The Psalmist laments
“My bones burns away like fire. My heart is withered like the grass. I cry with all my strength”
To those who suffer, words often aren’t enough and when we try and help our actions are often too little and too late.
Suffering can be so overwhelming that we feel lost and useless.
So, why do we suffer?
Adam & Eve lived in friendship with God, with each other, and with the environment until they chose to put aside loving and trusting God and chose to try and be like him.
In that choice they lost all that they had been given. They were cast out of the garden into a world of toil and suffering and death.
In that choice suffering became part of the human condition, our human condition.
To be born human, with all our joy, great gifts and experiences, is to be subject to a physical world bond by its laws.
Natural disasters happen.
We live in physical bodies (of strength and grace) but also bodies that age, get ill and perish.
We live in a social, political, and economic structures that can be good and beneficial to us, but often goes wrong and sometimes horrible so.
Where there should be a sense of the common good there is greed, where they should be respect, there is prejudice. Where there should be a culture of life there is a culture of death.
Where we should be turning to God, we turn away from him.
And in turning away from God we often blame God.
Why would God do this? We cry out.
We, like those around Job, often seek simple answers where there are none.
His friends insist that he suffers because he has sinned and that God is punishing him.
But this doesn’t ring true in Job’s heart.
Throughout all of his suffering his faith in God is strong.
It is battered and torn, and stretched thin, but it remains, foreshadowing St Augustine’s words
“All things come to good in God.”
Suffering makes us ask - Why them? Why us? Why me?
As inheritors of Adam & Eve’s nature we take our chances in a world transformed by sin.
As Human Beings we have been given the difficult road.
But as Christians we do not despair, for like Job we are not enslaved by suffering or identified with our suffering, but by our freedom and our faith.
In faith our struggles are never meaningless, our suffering are never meaningless, and our lives are never meaningless. No life is meaningless.
Salvation history is a story of God always reaching out to us and finally, out of an unimaginable love sending his son to join us in our humanness and our suffering.
“For God so loved the world that he gave His only Son, that whoever believes in him should not perish, but have eternal life.”
And this changes everything.
In Jesus Christ, who shared our imperfect humanity, we share God’s prefect divinity.
This does not change of human condition, Christ “the man of Sorrows” Isaiah called him, suffered, felt loneliness, the loss of a beloved friend, betrayal by those around him, hunger, misunderstanding, and death.
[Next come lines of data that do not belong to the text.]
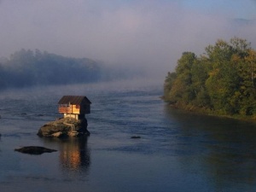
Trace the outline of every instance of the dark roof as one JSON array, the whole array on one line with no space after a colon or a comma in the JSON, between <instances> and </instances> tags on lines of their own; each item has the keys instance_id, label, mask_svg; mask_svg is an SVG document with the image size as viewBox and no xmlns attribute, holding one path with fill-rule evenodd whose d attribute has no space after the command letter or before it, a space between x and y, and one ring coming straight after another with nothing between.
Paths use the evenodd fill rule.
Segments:
<instances>
[{"instance_id":1,"label":"dark roof","mask_svg":"<svg viewBox=\"0 0 256 192\"><path fill-rule=\"evenodd\" d=\"M85 100L86 102L91 104L90 100L84 96L63 96L61 99L59 101L58 104L73 104L73 105L79 105Z\"/></svg>"}]
</instances>

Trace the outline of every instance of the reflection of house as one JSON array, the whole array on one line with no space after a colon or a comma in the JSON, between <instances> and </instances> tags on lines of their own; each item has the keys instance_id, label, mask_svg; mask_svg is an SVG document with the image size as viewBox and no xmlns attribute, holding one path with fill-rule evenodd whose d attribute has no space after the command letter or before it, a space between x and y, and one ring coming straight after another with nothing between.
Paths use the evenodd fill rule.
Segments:
<instances>
[{"instance_id":1,"label":"reflection of house","mask_svg":"<svg viewBox=\"0 0 256 192\"><path fill-rule=\"evenodd\" d=\"M61 143L61 164L67 171L87 171L90 164L87 138L71 138L68 143Z\"/></svg>"},{"instance_id":2,"label":"reflection of house","mask_svg":"<svg viewBox=\"0 0 256 192\"><path fill-rule=\"evenodd\" d=\"M84 96L63 96L58 104L59 113L63 113L64 118L81 119L90 113L91 102Z\"/></svg>"}]
</instances>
But Jesus, trusting the Father, doing what he saw the Father do, embraced his own suffering while at the same time reaching out to others in a compassion that healed and changed lives.
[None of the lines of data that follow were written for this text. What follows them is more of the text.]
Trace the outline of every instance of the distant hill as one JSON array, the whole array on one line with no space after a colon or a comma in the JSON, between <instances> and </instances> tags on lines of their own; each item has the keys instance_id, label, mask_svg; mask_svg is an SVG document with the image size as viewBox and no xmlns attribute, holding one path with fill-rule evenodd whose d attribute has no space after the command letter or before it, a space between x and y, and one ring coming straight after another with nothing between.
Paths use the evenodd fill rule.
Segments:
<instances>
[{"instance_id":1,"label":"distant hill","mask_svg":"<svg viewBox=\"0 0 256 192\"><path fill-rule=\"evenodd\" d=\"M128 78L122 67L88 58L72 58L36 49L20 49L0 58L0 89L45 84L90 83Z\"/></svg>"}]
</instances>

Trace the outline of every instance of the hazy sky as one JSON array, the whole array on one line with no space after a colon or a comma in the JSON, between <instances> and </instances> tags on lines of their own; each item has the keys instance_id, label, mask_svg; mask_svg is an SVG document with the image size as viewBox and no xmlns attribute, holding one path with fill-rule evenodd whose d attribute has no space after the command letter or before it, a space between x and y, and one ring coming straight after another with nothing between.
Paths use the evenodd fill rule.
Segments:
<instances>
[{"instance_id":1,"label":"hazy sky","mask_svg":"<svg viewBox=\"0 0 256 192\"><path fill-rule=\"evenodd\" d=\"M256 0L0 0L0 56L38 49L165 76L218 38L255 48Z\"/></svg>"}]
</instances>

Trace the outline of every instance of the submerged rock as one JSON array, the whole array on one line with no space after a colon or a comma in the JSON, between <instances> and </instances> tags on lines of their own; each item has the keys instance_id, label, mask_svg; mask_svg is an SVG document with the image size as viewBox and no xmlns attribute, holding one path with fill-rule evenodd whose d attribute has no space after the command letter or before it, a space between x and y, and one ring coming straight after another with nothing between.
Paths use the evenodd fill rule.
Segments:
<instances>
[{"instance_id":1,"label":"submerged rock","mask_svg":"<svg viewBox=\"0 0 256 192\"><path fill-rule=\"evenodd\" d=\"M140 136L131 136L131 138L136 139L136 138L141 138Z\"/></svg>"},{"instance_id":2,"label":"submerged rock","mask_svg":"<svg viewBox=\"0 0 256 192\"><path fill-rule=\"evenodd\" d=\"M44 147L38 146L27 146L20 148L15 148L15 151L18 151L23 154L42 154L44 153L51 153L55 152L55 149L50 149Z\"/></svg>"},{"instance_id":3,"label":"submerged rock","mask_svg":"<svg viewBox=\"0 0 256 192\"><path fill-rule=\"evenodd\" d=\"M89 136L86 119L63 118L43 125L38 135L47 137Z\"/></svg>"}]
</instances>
His life was poured out, his suffering was endured, and his death freely accepted, as an offering for our salvation.
But the work isn’t done and and you and I continue to share in this work of salvation.
Through our baptism we are made one with Christ and so we add our suffering and our work confronting suffering into his continuing work of salvation.
This does not change the nature of suffering, I would be a liar if I said it did, but it does transform our suffering into a fierce grace and means of sanctification.
We I practice what I preach – I hope so, but St Paul says
“We walk by faith, not by sight”
Sometimes faith is all we have. It is our only light in the darkness.
Sometimes we must choose Hope in a world that brings us to despair.
But we do choose and in choosing we turn to Jesus who does not recoil from us.
He reaches out to us to touch and to heal.
Like he did for Peter’s Mother-in-law - He grasps us and raises us up.
There are no simple answers to suffering.
But we can find the fundamental meaning of suffering in Christ.
We look to Jesus’ compassion for strength and resolve to help others and confront suffering wherever we find it.
In Jesus’ perseverance we endure our own suffering with courage and consolation.
In his binding us to himself we are all his brothers and sisters working together for the good of all, and
we are children of God, destined not for suffering but for Joy and not for death, but for life.
We, like Job, face what comes our way, with all the grace we can muster.
And through it all we do not succumb to suffering or to despair, but we become witnesses and agents of hope and salvation, and of a love which reaches out to all who suffer.
This is not easy. This is not cheap grace.
This is sacrificial love so bright and crystalized that it changes lives and moves mountains.
This Grace comes from Jesus Christ, where the mystery of human suffering meets the mystery of divine love.